By Lisa Cumming     May 29, 2018 in Internet
A complaint filed by the European Center for Digital Rights, on behalf of an anonymous complainant, against Facebook Ireland Ltd. et al alleges the company used pressure tactics to get people to accept its privacy policy, in violation of the GDPR.
Filed under Article 77(1) of the GDPR, the complainant (otherwise known as the data subject) — represented under Article 80(1) of the GDPR — alleges that Facebook (otherwise known as the controller) violated the "right to data protection," especially Articles 5, 6, 7 and 9 of the GDPR and Article 8 of the CFR.

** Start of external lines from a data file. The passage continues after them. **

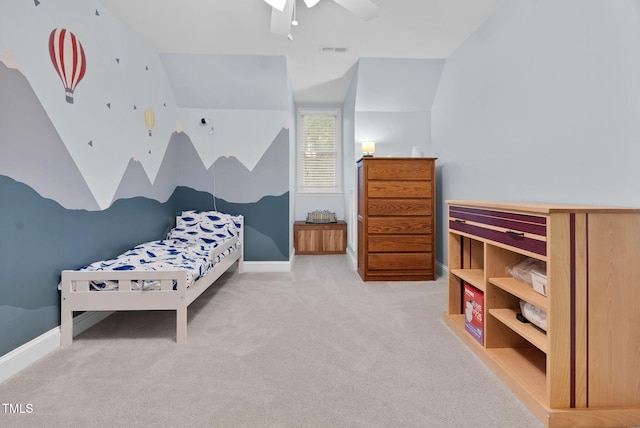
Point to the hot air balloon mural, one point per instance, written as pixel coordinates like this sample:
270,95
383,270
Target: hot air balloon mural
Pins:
149,119
68,59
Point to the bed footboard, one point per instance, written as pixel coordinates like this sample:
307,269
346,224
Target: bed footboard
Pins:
76,295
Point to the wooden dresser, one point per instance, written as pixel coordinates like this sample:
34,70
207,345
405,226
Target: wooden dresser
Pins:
583,370
396,219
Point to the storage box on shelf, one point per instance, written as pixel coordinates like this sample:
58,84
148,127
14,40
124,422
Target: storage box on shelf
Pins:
581,372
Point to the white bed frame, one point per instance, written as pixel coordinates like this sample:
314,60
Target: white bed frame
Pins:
77,295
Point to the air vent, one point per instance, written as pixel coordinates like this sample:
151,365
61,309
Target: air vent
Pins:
333,49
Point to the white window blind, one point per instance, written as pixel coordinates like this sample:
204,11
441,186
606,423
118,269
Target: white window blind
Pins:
319,149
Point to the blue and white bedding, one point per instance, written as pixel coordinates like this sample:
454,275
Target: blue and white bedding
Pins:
199,241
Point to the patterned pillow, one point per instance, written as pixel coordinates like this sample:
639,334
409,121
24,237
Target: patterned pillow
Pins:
205,227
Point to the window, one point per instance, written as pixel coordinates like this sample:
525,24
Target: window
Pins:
319,150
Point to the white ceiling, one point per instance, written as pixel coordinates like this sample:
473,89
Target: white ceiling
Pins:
404,29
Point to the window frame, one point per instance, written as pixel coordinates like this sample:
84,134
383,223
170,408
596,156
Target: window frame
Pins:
311,111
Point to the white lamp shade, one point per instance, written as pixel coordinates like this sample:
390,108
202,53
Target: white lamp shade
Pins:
368,147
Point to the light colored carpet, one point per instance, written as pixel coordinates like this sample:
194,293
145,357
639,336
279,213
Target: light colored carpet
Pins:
316,347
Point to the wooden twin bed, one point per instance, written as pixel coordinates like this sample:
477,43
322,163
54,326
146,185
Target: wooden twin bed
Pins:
174,289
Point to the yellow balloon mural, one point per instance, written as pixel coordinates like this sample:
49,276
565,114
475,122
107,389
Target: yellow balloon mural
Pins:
149,119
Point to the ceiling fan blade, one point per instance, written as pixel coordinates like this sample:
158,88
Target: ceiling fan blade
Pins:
364,9
281,21
277,4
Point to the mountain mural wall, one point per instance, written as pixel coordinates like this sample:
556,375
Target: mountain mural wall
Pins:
76,188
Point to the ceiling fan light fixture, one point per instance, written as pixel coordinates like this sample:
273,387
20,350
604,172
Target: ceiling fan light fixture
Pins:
311,3
277,4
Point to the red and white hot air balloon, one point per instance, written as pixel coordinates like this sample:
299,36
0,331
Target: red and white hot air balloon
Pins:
68,59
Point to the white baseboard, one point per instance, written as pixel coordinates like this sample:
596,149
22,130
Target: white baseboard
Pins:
267,266
27,354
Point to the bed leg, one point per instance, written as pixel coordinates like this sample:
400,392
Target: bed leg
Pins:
181,325
66,327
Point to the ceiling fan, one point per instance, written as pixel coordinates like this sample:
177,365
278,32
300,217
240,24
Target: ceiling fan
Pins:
283,13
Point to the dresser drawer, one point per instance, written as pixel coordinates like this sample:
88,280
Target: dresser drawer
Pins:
399,243
399,189
408,169
522,231
399,206
399,261
399,225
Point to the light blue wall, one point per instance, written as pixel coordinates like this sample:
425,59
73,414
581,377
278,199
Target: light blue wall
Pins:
542,104
393,104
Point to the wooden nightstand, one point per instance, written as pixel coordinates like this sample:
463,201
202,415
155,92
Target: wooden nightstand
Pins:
320,238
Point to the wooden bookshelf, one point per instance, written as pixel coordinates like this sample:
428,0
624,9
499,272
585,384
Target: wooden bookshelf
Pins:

The complaints are as follows:
  • that "the controller required the data subject to “agree” to the entire privacy policy and to the new terms." This means that the controller (data subject) was "forced" to "agree" to this policy, therefore "mak[ing] them a part of the civil-law terms."
  • that, under the blanket privacy policy the complainant was "forced" to "agree" to, a clause was included that allows Facebook to provide personalized and targeted ad services to the user. This is, as the complaint reads, "in an attempt to falsely associate this form of consent with Article 6(1)(b) of the GDPR."
  • "If this is what the controller has attempted, then this is nothing more than an aggressive and absurd attempt to deprive data subjects of their rights under Article 6(1)(a), 7 and 9(2)(a) of the GDPR, by wrapping this consent into civil-law arrangement. Any such “agreement” must be interpreted as what it really is: a consent provision camouflaged as a “contractual obligation” by the controller and moved into the civil-law terms." — from the complaint.
  • that Facebook was not forthright in making it clear to the user that they did not have to agree to the policy, the complaint files this under the question: "how did the data subject allegedly consent?" and explains "the controller uses, for example, the wording “I AGREE” as the only real option within its app to force data subjects to consent to the privacy policy." In this section, the complaint also alleges that Facebook blocked the user's account if they did not consent by May 25, 2018 and used "tricks" to get people to agree, in the form of fake messages.
  • "The controller used additional “tricks” to pressure the users: For example, the consent page included two fake red dots (violation against Article 5(1)(a) – neither “fair”, nor “transparent”), that indicated that the user has new messages and notifications, which he/she cannot access without consenting – even if the user did not have such notifications or messages in reality." — from the complaint.
While Facebook is not alone in the rise of complaints they've received for running afoul of the GDPR, they certainly are at the top of list along with Google. Some complaints against the two companies came in just hours after the GDPR came into effect.